Wholesale oyster prices at P&J Oyster Co. have risen about 20% since the oil spill started and they are likely to rise further, said Al Sunseri, president of the longtime New Orleans oyster processor and distributor. "It's Economics 101," he said, citing the laws of supply and demand.
Patrick Banks, the biologist at the Louisiana Department of Wildlife and Fisheries who oversees the state's oyster fishery, said his office recently tested the waters in one of the most productive parts of Barataria Bay and found that roughly 60% of the oysters had died. In other areas of the bay, he said, the mortality level was around 10%.One die-off a few weeks ago was so extensive that visible masses of oyster meat were floating on the bay's surface. "It looked like a fish kill," said Mr. Banks, explaining the kill occurred "so fast and was so large that the predators that normally would eat up the oyster meat just couldn't keep up."
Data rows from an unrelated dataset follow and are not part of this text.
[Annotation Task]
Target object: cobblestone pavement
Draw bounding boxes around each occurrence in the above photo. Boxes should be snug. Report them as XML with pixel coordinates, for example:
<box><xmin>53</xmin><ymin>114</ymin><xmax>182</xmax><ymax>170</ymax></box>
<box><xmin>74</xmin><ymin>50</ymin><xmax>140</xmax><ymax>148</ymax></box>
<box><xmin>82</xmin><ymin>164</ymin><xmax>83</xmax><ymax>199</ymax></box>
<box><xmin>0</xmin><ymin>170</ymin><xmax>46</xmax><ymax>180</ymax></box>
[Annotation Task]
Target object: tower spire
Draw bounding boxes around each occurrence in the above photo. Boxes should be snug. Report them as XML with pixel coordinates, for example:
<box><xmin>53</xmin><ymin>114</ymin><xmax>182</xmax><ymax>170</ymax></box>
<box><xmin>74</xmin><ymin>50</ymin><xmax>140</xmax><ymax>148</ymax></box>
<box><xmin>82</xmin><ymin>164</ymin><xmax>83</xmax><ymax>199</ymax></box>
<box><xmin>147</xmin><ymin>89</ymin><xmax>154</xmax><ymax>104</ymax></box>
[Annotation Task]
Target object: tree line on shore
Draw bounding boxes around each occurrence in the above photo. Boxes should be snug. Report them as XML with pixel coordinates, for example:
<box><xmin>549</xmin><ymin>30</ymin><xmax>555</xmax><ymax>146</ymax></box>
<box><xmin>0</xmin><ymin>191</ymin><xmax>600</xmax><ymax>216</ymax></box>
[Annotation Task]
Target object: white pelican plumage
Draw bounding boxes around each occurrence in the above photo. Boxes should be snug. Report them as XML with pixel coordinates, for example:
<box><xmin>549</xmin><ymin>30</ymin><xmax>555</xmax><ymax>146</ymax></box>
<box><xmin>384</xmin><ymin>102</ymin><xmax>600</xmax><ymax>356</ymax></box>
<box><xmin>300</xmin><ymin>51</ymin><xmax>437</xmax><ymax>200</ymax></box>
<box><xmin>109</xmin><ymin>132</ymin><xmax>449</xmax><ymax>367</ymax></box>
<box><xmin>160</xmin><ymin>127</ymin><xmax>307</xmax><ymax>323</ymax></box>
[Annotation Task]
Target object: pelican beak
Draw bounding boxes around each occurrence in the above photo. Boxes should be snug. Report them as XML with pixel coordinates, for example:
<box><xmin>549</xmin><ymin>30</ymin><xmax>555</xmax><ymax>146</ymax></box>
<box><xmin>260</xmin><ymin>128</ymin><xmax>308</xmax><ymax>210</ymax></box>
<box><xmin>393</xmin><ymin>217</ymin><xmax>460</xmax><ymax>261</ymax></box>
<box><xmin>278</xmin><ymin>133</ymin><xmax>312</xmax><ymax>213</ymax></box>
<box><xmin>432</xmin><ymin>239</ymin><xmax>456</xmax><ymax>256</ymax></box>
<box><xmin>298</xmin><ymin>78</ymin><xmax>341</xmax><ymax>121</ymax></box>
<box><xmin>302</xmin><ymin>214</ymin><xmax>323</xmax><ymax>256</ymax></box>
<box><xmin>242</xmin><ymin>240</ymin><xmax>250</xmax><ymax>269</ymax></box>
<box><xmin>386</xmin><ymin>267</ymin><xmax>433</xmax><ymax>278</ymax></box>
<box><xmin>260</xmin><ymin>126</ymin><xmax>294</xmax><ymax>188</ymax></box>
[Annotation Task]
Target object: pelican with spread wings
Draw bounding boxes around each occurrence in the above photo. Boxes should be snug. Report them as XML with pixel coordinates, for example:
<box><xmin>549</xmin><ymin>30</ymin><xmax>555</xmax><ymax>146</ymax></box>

He blamed the deaths on the combination of summer heat and the salinity drop triggered by the opening of the fresh-water channels, known as "diversions"—a decision made by officials in another state office who were attempting environmental triage. "The state took the measure to try to protect the interior marshes," Mr. Banks said. "These are just some of the effects of that."
A spokesman for the Louisiana Coastal Protection and Restoration Authority, the state entity that oversaw both the berm construction and the river-water release, said it is "obvious" that the state's fresh-water releases reduced salinity in the oyster beds.
But he said those intentional releases were just one of several factors contributing to the salinity drop; others included rain and the natural flow of the river. Linking a specific number of oyster deaths to the fresh-water releases will be difficult, he said.
The authority's chairman, Garret Graves, said in a written statement that state officials "are currently evaluating all of the adverse effects associated with the oil spill and that BP PLC "is expected to pay" for all spill-related damage.